The idea of attaining gains in efficiency by streamlining clinical workflow is not novel. For instance, Beker et al. described using lean methods to evaluate magnetic resonance imaging (MRI) workflow in a tertiary care academic center, discovering that non-value added time represented a third of the total MRI process cycle time [2]. Amir et al. detailed their experience of using data-driven real-time location system (RTLS) with discrete event simulation (DES)–based modeling at an academic breast-imaging center uncovering potential length of stay improvements with equipment upgrades [3]. However, deployment of RTLS is costly and time-intensive. Hence, many researchers have used simulation models to analyze operational performance in a mammography clinic [4], colonoscopy suite [5], and emergency departments [6].
IR operations are a notoriously complex setting, and in the absence of an RTLS, it is necessary to utilize the procedural time stamps currently tracked, supplemented with expert interview data. The expert interviews also serve to obtain critical change management “buy-in” and support from the hospital staff. They also bring important practical insights and provide additional level of detail while capturing the patient workflow. The purpose of this study was (1) to create an accurate digital model of the IR patient workflow, (2) to use the digital workflow model combined with electronic medical record (EMR) data to simulate “what-if” scenarios, and (3) to use simulation-based optimization techniques to explore alternative resource allocation strategies and identify means of increasing throughput and extending operational hours. This approach has the advantage of avoiding costly and time-intensive RTLS hardware deployment.
Methods
Data Gathering
IRB exemption to analyze transactional operational data was granted by our partnering hospital. First, a detailed patient workflow for the IR department was constructed. Data used to create the patient flow was retrieved from EMR system and was further supplemented with in-person interviews. The advantages of using EMR data were two-fold: (1) it contained important timestamps in the patient’s clinical care such as patient’s scheduled appointment and patient’s actual arrival, begin, and end of the patient’s exam and (2) it provided information on procedure name, modality used, practitioner performing the procedure, etc. Such high detailed patient and procedure details retrieved from EMR data provided a broad overview of the workflow, putting in place major events, timings, and defining roles and processes (Fig. 1 top panel). In order to match the real-world processes as closely as possible, we supplemented the EMR data by staff and stakeholder interviews (Fig. 1 bottom panel). The interview process was used to (1) identify undocumented yet necessary activities such as room cleaning and paperwork that are not captured in the EMR system and estimate the duration of these activities, (2) establish staff schedules, (3) identify resource requirements, and (4) create detailed procedure-to-room mappings. Once patient workflow was detailed out, a workflow simulation model reflecting the identified steps and model logic was constructed.
Building the Simulation Model
FlexSim healthcare software (Version 5.3, Orem, UT) was used to create a discrete event simulation (DES) model. Within the DES, changes in the state of the system reflect the occurrence of discrete events such as patient arrivals. A digital model of real-world workflow was constructed by representing the resources (human resources such as nurses, technologist, and IR physicians and equipment resources such as scanners), the processes involved in patient care, and the interactions taking place over the course of the day.

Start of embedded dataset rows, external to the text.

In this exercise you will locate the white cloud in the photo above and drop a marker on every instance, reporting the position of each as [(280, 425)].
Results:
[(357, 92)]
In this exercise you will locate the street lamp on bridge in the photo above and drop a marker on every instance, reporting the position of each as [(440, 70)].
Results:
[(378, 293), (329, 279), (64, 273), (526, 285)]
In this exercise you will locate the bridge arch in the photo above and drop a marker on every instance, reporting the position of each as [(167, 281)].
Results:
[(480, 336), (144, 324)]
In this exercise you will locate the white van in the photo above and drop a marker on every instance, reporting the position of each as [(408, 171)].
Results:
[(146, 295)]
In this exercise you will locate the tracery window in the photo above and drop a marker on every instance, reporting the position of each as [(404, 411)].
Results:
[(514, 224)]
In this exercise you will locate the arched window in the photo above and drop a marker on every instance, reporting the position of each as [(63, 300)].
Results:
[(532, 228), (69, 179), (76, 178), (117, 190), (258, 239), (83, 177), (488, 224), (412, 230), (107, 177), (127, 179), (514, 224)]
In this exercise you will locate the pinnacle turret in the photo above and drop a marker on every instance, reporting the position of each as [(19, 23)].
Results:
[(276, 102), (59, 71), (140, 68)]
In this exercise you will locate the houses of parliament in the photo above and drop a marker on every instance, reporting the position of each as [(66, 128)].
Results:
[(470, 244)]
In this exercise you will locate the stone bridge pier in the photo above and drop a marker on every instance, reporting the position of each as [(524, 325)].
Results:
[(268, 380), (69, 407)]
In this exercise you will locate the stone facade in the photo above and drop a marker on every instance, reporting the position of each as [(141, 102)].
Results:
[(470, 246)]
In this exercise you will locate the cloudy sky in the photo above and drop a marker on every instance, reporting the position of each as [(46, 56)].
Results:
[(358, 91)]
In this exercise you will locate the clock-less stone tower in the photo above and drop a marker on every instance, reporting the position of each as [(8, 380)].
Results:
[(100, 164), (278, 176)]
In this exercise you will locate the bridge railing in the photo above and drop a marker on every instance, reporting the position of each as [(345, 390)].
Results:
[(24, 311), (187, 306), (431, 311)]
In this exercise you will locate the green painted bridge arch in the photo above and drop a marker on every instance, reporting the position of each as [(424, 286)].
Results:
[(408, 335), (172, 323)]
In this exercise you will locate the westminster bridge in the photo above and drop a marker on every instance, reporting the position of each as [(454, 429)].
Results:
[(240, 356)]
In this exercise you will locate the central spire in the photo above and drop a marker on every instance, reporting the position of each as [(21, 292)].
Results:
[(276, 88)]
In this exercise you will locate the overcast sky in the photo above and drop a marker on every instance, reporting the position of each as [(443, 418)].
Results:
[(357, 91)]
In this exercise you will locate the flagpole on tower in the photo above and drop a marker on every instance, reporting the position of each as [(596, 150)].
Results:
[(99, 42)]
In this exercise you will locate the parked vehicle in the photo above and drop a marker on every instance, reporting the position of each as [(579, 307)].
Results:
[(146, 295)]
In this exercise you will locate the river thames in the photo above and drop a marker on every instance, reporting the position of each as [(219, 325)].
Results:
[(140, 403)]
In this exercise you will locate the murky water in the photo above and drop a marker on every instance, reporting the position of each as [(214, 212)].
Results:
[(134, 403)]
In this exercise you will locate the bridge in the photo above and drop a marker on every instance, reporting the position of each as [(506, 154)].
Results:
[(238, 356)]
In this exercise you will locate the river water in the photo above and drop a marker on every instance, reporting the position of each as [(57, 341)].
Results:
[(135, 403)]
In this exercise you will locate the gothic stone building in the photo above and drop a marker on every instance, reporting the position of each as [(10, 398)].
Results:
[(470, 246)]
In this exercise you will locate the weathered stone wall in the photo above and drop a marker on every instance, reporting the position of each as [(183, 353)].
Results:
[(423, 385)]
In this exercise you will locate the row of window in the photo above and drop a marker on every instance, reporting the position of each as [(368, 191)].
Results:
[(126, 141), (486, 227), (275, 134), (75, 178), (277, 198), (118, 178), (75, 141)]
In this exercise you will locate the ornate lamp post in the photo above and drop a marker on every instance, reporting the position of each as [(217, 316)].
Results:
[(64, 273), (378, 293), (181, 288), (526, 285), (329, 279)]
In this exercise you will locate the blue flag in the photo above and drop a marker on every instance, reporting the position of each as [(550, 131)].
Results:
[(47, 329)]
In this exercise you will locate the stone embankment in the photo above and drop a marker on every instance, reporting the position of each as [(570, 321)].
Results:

The IR department at our partnering facility has four dedicated IR rooms [3 Fluoroscopy (Angio suite), 1 Ultrasound] and one dedicated CT room. There is an additional Bay area where patients are prepped and a few IR procedures such as Paracentesis are performed. The patients who undergo CT-guided intervention are referred to as ‘CT patients’ and other patients as ‘IR patients’.
The first step in building the model was to identify patient groups (i.e., outpatient, inpatient, ED) and their attributes. Each patient group may have a different arrival pattern and a diverging workflow. For instance, additional steps were introduced into the model to reflect anesthesia workflow including the recovery handoff process. Nurses, technologists, and IR physicians were modeled with staff schedules and capacities. Staggered lunch breaks were modeled for staff members. Based on interviews, staff were assumed cross-trained to perform all procedures. The model assumed full staff availability ignoring staff absences due to vacation time or sick leave.
Next, patient activities were outlined, with each activity defined by staff involved, the area the activity is performed, the types of rooms the procedure can be performed, timing to completion, etc. (Fig. 2). Deterministic data on patient schedule and their actual arrival time derived from EMR data were used to model patient arrivals. Each procedure was set with its unique distribution of procedure durations derived from the available time stamps. These distributions were randomly sampled during the simulation runs. In order to account for the stochastic nature of day-to-day variations, a thousand simulation runs over the observed days in the dataset were done for each scenario.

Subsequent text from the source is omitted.